As in any good boxing match, in the other corner is the enemy of Plan and Control. Meet Chaos, where people cannot agree on what to do or even on what they see. Inputs and outputs seem unrelated. In the Chaos corner, applying force or intentions is as unrelated to outcomes as the craps table in Las Vegas: Kiss the dice or not, fortune is not your servant. It is not even your friend.
And so it is that some take a stab at explaining what or how something worked (or did not) by alleging chaos was involved and the outcome can be "explained" by chaos theory. Not so fast. That is not an explanation. The especially large field between the two corners is the Zone of Complexity. Things that happen in this zone have features of chaos and certainty to various degrees. Life and everything else is complex and predictions about it are hit or miss. Health care performs in the Zone of Complexity. That is, inputs and outputs are related to each other with uncertainty. Our only hope of operating in the Zone of Complexity is to contain and minimize uncertainty in models of health and disease we build, and constantly update them with new information.
In the extreme corner of Chaos, nothing can be explained or predicted for certain. A "positive" outcome out of chaos is literally a miracle. And miracles have been embraced by some religions and condemned by most scientists for centuries.
For some reason, a chaos theory example that quickens hearts around the hookah is the Butterfly Effect, first presented at the December 1972 meeting of the American Association for the Advancement of Science in Washington, D.C., by Edward Lorenz. (And since, the title of a recent bad movie.) The idea of a butterfly in Brazil flapping one wing and causing a tornado in Texas seemed so urgent in the 1970s; everything is connected to everything else. But like bell bottoms, the idea is dated and no longer useful. Under a black light, set, setting and sound of sitar, the Butterfly Effect was astonishing.

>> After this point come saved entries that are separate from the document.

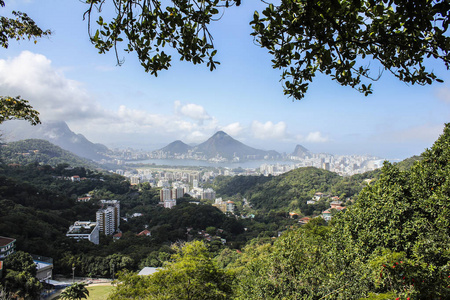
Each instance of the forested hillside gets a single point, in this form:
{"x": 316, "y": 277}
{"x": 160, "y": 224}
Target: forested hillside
{"x": 392, "y": 243}
{"x": 40, "y": 151}
{"x": 290, "y": 191}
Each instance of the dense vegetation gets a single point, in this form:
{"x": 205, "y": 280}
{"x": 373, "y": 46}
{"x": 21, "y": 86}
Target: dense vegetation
{"x": 290, "y": 191}
{"x": 33, "y": 150}
{"x": 392, "y": 243}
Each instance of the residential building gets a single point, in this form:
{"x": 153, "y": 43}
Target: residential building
{"x": 84, "y": 230}
{"x": 209, "y": 194}
{"x": 108, "y": 218}
{"x": 170, "y": 203}
{"x": 7, "y": 247}
{"x": 165, "y": 194}
{"x": 177, "y": 192}
{"x": 44, "y": 267}
{"x": 135, "y": 180}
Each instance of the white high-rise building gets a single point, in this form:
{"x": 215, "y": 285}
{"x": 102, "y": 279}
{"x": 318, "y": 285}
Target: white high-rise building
{"x": 108, "y": 218}
{"x": 84, "y": 230}
{"x": 165, "y": 194}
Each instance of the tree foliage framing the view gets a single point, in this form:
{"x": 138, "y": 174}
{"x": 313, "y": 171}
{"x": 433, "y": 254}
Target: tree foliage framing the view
{"x": 338, "y": 38}
{"x": 148, "y": 27}
{"x": 20, "y": 27}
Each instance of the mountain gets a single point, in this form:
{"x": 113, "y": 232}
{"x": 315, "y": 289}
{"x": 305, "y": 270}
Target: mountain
{"x": 29, "y": 151}
{"x": 301, "y": 151}
{"x": 219, "y": 145}
{"x": 58, "y": 133}
{"x": 177, "y": 147}
{"x": 224, "y": 145}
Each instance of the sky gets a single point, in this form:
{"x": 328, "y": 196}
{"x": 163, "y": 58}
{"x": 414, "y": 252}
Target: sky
{"x": 65, "y": 78}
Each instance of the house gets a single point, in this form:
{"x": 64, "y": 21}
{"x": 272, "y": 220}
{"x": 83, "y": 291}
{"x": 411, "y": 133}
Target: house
{"x": 83, "y": 199}
{"x": 326, "y": 215}
{"x": 7, "y": 247}
{"x": 147, "y": 271}
{"x": 44, "y": 267}
{"x": 75, "y": 178}
{"x": 304, "y": 220}
{"x": 85, "y": 230}
{"x": 335, "y": 204}
{"x": 145, "y": 232}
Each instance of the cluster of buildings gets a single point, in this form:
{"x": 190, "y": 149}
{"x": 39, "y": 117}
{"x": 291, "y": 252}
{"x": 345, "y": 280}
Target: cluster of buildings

Today, the butterfly has lost its effect. Why? We are surer of ourselves and our place in the universe. Like so many discoveries, we marvel until we understand it, and we discard it if not useful. The Butterfly Effect stands for the idea that any system has connections to everything else. Predictions are thus difficult in complex systems. Far out.
In science, the unexplained is called the residual. With science, we hope - soft word, to be sure - that in time and over time, research will lead us to predict more than we "residualize." This is the value of statistical science; in which we compare the amount and quality of the stuff we know to the amount and quality of stuff we do not know.

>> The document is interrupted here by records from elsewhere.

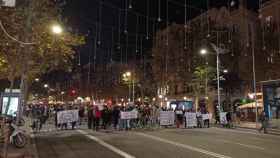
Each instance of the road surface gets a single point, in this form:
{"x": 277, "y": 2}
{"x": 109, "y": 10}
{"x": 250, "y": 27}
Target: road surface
{"x": 162, "y": 143}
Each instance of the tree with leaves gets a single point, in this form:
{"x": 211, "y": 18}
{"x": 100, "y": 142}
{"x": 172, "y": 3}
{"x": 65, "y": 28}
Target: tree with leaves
{"x": 28, "y": 46}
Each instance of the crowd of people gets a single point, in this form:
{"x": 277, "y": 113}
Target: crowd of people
{"x": 102, "y": 116}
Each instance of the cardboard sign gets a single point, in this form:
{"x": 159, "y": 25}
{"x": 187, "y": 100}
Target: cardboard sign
{"x": 67, "y": 116}
{"x": 9, "y": 3}
{"x": 206, "y": 116}
{"x": 129, "y": 115}
{"x": 223, "y": 118}
{"x": 166, "y": 118}
{"x": 191, "y": 120}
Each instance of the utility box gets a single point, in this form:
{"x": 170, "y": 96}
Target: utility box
{"x": 271, "y": 98}
{"x": 14, "y": 100}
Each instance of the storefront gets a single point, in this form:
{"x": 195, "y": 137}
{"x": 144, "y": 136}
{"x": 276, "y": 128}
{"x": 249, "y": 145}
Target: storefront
{"x": 271, "y": 100}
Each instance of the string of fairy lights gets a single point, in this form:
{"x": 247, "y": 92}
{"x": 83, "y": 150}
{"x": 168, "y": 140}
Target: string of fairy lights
{"x": 120, "y": 33}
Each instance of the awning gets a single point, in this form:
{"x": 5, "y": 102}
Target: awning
{"x": 251, "y": 105}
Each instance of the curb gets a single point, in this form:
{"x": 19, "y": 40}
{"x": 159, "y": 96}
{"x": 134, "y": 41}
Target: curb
{"x": 33, "y": 146}
{"x": 270, "y": 131}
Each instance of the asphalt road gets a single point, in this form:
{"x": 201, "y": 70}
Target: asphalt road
{"x": 163, "y": 143}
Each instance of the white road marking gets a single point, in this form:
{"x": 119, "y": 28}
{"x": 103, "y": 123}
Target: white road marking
{"x": 184, "y": 146}
{"x": 246, "y": 132}
{"x": 245, "y": 145}
{"x": 110, "y": 147}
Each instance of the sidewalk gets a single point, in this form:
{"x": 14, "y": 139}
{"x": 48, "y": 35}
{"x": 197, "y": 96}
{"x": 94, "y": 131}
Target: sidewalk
{"x": 253, "y": 125}
{"x": 29, "y": 151}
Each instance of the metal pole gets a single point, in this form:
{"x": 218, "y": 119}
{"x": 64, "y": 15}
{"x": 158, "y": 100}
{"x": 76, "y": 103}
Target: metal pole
{"x": 129, "y": 90}
{"x": 133, "y": 90}
{"x": 254, "y": 73}
{"x": 218, "y": 73}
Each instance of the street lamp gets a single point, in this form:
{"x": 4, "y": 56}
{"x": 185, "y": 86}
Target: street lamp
{"x": 46, "y": 85}
{"x": 128, "y": 74}
{"x": 128, "y": 77}
{"x": 225, "y": 71}
{"x": 218, "y": 52}
{"x": 203, "y": 51}
{"x": 57, "y": 29}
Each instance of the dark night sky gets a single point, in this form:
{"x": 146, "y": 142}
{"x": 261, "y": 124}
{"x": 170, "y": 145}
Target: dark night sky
{"x": 84, "y": 16}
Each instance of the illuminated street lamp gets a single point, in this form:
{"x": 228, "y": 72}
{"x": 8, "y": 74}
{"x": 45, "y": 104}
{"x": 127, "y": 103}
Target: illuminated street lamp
{"x": 218, "y": 52}
{"x": 128, "y": 74}
{"x": 57, "y": 29}
{"x": 128, "y": 77}
{"x": 203, "y": 51}
{"x": 225, "y": 71}
{"x": 46, "y": 85}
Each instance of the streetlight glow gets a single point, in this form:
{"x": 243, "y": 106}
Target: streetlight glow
{"x": 56, "y": 29}
{"x": 203, "y": 51}
{"x": 225, "y": 71}
{"x": 128, "y": 74}
{"x": 46, "y": 85}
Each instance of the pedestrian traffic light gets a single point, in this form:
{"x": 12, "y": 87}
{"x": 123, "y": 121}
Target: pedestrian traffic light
{"x": 73, "y": 92}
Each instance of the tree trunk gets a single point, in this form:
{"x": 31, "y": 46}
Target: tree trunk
{"x": 6, "y": 128}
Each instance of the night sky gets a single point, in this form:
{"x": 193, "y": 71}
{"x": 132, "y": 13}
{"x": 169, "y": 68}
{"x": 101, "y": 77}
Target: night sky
{"x": 101, "y": 24}
{"x": 99, "y": 20}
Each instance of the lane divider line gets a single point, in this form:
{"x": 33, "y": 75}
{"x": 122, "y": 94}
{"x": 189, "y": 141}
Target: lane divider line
{"x": 108, "y": 146}
{"x": 249, "y": 131}
{"x": 184, "y": 146}
{"x": 241, "y": 144}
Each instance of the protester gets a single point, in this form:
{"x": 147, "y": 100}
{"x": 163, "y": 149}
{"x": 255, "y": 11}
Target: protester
{"x": 116, "y": 116}
{"x": 199, "y": 119}
{"x": 264, "y": 122}
{"x": 207, "y": 120}
{"x": 96, "y": 118}
{"x": 90, "y": 116}
{"x": 229, "y": 120}
{"x": 81, "y": 114}
{"x": 106, "y": 114}
{"x": 179, "y": 117}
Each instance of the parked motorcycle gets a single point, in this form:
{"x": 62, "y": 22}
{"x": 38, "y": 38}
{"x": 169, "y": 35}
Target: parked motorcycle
{"x": 17, "y": 136}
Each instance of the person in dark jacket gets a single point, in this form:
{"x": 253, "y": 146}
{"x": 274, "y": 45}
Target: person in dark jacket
{"x": 105, "y": 117}
{"x": 116, "y": 116}
{"x": 81, "y": 114}
{"x": 264, "y": 122}
{"x": 90, "y": 116}
{"x": 96, "y": 118}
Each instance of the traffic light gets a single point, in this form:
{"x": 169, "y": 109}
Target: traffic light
{"x": 73, "y": 92}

Healing can never be completely explained. Even a gene has a long way to go before breast cancer occurs. The best clinicians and scientists will recognize they work within the zone of complexity. I believe chiropractic care reduces health uncertainties. Otherwise, the profession would have been buried along with blood-letting and drinking mercury to cure syphilis. The science of chiropractic may be looking for significantly better, when equivalence will do: equivalent to surgery without the disability and costs; equivalent to prednisone without the fragile bones; equivalent to headache pills without the liver damage. Perhaps chiropractors will find their future in the residual, the unexplained.
Perhaps chiropractic scientists will embark on methods more appropriate to culling and accumulating chiropractic management evidence - rather than significant testing of spinal manipulation. Otherwise, we may try to explain things via the Butterfly Effect, which doesn't really explain anything.